9. The device of claim 8, wherein said clip (20) holds said conductive contacts (36, 38) of said fabric (34, 42) and said terminals (16, 18) of the battery (10) together to enable conductive communication therebetween.

10. A device comprising:

a power module (102) including a first battery (105) with a clip (106); and

a tool module (104) including one or more implements (114) for performing one or more distinct functions,

wherein said clip (106) is suitable for operatively connecting said power module (102) to fabric (34, 42).

11. The device of claim 10, wherein said power module (102) includes a second battery (108) operatively connectable to said first battery (105).

12. The device of claim 10, wherein at least one of said one or more implements (114) is selected from a group consisting of a light source, a marking instrument, and a sensor.

13. The device of claim 10, wherein said power module (102) includes recharging means.

14. The device of claim 10, wherein said power module (102) includes a controller (111) for controlling power flow.

15. The device of claim 10, wherein said first battery (105) has a pair of adjacent terminals (116, 118) suitable for operatively connecting to a corresponding pair of conductive contacts (36, 38) associated with a fabric (34, 42).
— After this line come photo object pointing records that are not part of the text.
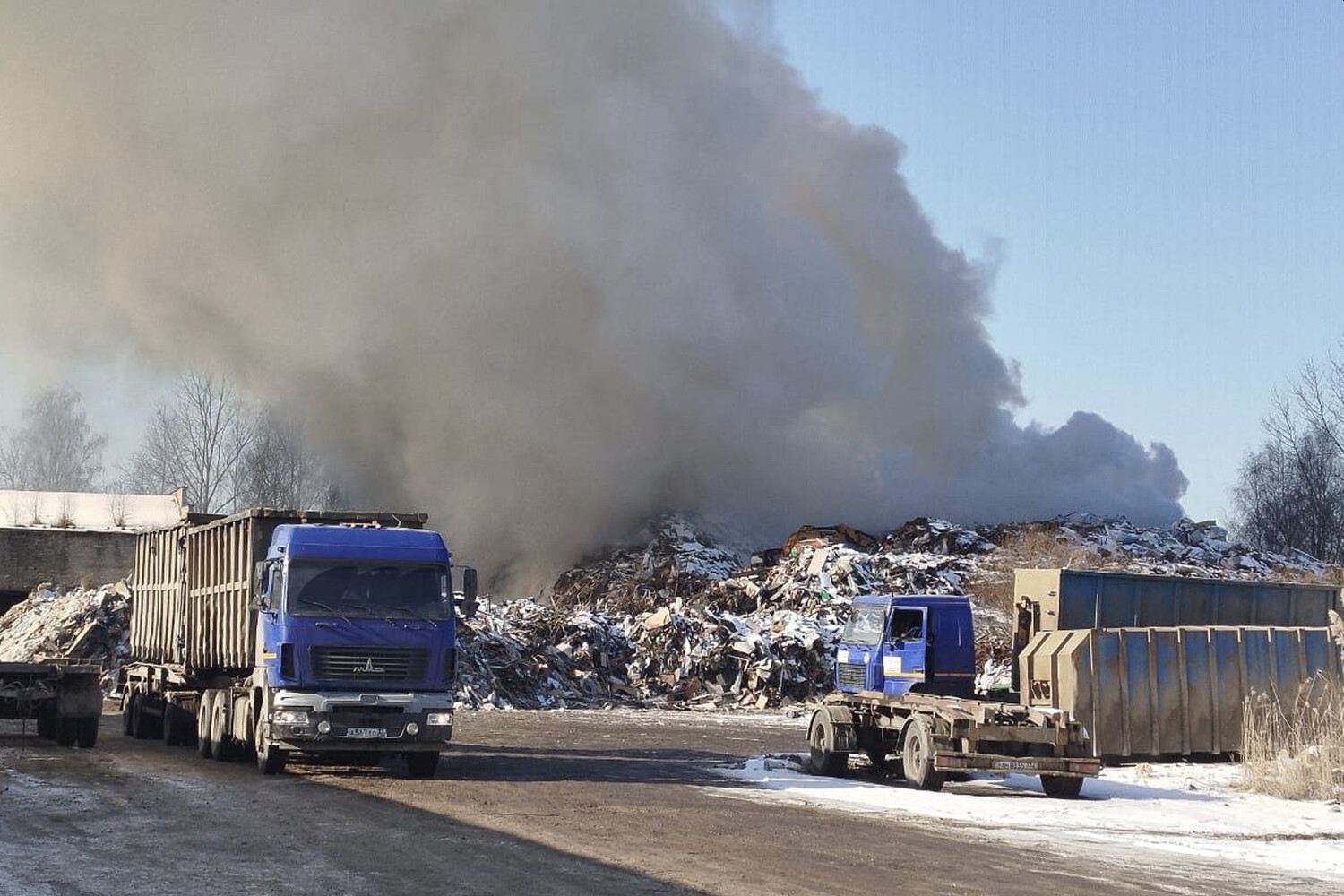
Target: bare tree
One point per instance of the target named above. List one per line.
(199, 440)
(1290, 489)
(54, 450)
(280, 469)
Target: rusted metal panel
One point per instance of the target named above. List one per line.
(193, 584)
(1169, 691)
(1093, 599)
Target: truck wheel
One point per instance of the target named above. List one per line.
(421, 764)
(822, 740)
(65, 732)
(917, 756)
(1061, 788)
(271, 759)
(204, 712)
(86, 732)
(220, 745)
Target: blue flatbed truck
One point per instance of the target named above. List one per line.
(905, 675)
(280, 633)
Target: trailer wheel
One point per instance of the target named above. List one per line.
(421, 764)
(204, 712)
(86, 732)
(917, 756)
(822, 740)
(1061, 788)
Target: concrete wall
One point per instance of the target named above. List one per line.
(64, 556)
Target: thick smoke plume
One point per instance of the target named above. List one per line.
(540, 269)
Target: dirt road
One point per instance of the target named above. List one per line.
(529, 802)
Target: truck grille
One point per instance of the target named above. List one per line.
(368, 664)
(852, 675)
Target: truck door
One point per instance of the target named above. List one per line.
(903, 649)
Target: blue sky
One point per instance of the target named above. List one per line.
(1163, 185)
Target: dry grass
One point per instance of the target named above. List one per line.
(1297, 751)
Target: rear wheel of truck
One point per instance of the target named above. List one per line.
(421, 764)
(1061, 788)
(204, 711)
(86, 731)
(66, 732)
(917, 756)
(822, 740)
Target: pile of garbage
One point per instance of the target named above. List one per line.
(81, 624)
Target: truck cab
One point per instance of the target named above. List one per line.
(900, 643)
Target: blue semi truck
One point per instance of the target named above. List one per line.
(277, 633)
(903, 676)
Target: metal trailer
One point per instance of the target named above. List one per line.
(198, 676)
(902, 675)
(62, 696)
(1059, 599)
(1171, 692)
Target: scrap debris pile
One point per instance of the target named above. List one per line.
(685, 621)
(690, 619)
(82, 624)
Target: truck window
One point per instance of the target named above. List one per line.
(382, 590)
(866, 624)
(906, 625)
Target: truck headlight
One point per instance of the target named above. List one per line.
(289, 718)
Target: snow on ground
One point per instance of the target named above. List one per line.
(1195, 810)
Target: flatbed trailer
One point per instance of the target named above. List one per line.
(62, 696)
(930, 737)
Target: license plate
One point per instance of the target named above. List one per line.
(367, 734)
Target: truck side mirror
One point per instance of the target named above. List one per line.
(258, 599)
(470, 584)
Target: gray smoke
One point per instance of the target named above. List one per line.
(540, 269)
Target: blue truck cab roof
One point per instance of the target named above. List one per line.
(358, 543)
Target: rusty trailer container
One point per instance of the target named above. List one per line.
(193, 584)
(1061, 599)
(1169, 692)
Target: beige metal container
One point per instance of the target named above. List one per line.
(1166, 692)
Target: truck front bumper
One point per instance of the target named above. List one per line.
(1062, 766)
(360, 721)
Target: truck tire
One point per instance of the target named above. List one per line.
(1061, 788)
(86, 732)
(220, 745)
(204, 712)
(917, 756)
(65, 732)
(822, 740)
(421, 764)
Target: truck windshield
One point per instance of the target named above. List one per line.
(866, 624)
(383, 590)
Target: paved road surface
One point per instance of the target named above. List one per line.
(529, 802)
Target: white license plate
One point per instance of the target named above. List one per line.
(367, 734)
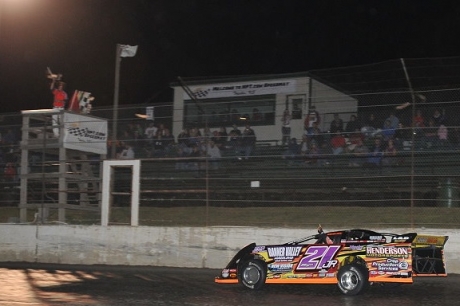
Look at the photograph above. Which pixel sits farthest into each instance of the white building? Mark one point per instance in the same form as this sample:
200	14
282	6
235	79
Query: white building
224	101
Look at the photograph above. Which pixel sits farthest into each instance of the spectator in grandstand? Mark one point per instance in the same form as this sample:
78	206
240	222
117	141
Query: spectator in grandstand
370	127
390	154
234	140
235	116
169	142
402	133
394	121
293	150
439	117
311	118
195	160
443	136
372	122
194	137
387	131
374	157
303	146
256	115
336	124
296	111
314	134
338	143
150	132
430	135
356	136
248	141
182	138
221	138
352	125
313	157
286	127
213	152
359	152
419	121
10	138
454	137
127	152
161	129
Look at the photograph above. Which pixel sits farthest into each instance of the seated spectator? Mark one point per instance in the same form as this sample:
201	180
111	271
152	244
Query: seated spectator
248	141
418	122
390	154
370	127
234	140
402	134
127	152
394	121
313	157
359	152
256	115
315	134
195	160
293	149
374	157
430	135
352	125
338	143
336	124
183	137
150	132
438	117
303	146
220	139
387	131
443	134
213	152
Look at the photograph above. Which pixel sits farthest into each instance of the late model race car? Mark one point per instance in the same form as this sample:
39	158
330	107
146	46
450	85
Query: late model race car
352	259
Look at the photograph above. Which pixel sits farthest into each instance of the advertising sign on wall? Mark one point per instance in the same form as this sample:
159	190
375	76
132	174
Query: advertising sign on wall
85	133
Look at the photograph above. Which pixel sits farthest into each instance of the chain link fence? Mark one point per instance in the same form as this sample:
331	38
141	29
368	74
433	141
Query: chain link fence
395	162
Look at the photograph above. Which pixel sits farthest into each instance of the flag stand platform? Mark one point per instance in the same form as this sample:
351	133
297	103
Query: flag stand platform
61	160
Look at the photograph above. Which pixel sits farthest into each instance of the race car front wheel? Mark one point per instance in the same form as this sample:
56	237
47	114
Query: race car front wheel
353	279
252	274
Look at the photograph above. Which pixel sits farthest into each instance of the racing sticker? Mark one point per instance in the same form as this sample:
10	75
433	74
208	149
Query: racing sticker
280	267
318	257
390	265
284	253
387	251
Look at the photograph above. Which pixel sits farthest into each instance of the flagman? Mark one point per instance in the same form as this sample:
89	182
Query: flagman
60	98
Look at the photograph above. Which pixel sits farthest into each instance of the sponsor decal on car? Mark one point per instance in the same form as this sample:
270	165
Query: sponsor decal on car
280	267
390	265
283	252
387	251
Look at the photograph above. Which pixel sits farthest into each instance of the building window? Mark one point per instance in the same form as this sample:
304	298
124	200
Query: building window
259	110
294	103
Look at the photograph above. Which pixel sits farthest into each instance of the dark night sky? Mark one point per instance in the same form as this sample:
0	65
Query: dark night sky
197	38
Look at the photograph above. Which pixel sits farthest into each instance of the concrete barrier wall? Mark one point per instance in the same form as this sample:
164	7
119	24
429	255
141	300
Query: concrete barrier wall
194	247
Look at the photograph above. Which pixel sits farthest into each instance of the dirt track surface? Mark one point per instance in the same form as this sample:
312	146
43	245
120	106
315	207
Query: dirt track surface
51	284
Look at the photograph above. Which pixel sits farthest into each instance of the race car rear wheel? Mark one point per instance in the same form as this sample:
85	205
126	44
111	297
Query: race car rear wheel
353	279
252	274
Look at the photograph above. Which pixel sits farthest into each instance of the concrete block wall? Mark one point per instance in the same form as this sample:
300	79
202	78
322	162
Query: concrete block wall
193	247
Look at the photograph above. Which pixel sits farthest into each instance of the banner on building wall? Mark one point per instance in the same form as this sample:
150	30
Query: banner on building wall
150	113
242	89
85	133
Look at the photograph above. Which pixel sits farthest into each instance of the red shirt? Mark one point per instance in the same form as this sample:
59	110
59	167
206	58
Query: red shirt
60	97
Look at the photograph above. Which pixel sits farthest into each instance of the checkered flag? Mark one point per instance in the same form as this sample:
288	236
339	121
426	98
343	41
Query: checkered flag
76	131
200	93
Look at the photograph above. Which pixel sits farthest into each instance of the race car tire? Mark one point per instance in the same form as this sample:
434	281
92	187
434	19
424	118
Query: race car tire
353	279
252	274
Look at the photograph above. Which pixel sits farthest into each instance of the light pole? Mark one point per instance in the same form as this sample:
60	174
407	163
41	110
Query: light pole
121	51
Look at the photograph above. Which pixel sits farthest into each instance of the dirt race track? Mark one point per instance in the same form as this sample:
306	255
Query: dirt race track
51	284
16. The device of claim 15, wherein said clip (106) is suitable to hold said conductive contacts (36, 38) of said fabric (34, 42) and said terminals (116, 118) of said first battery (105) together and thereby facilitate conductive communication therebetween.

17. A method comprising:

providing a battery (10, 100) with a clip (20, 106) suitable for operatively connecting said battery (10, 100) to fabric (34, 42), and

connecting said battery (10, 100) to said fabric (34, 42) via said clip (20, 106).

18. The method of claim 17, wherein said battery (10, 100) includes a pair of adjacent terminals (16, 18, 116, 118) operatively associated with an energy source (12, 112) in said battery (10, 100).

19. The method of claim 18, wherein said step of connecting said battery (10, 100) to said fabric (34, 42) includes connecting said terminals (16, 18, 116, 118) to corresponding conductive contacts (36, 38) associated with said fabric (34, 42).

20. The method of claim 19, wherein said fabric (34, 42) is garment fabric (46) with one or more electronic applications (40, 41) associated therewith so as to be electrically connectable to said battery (10, 100).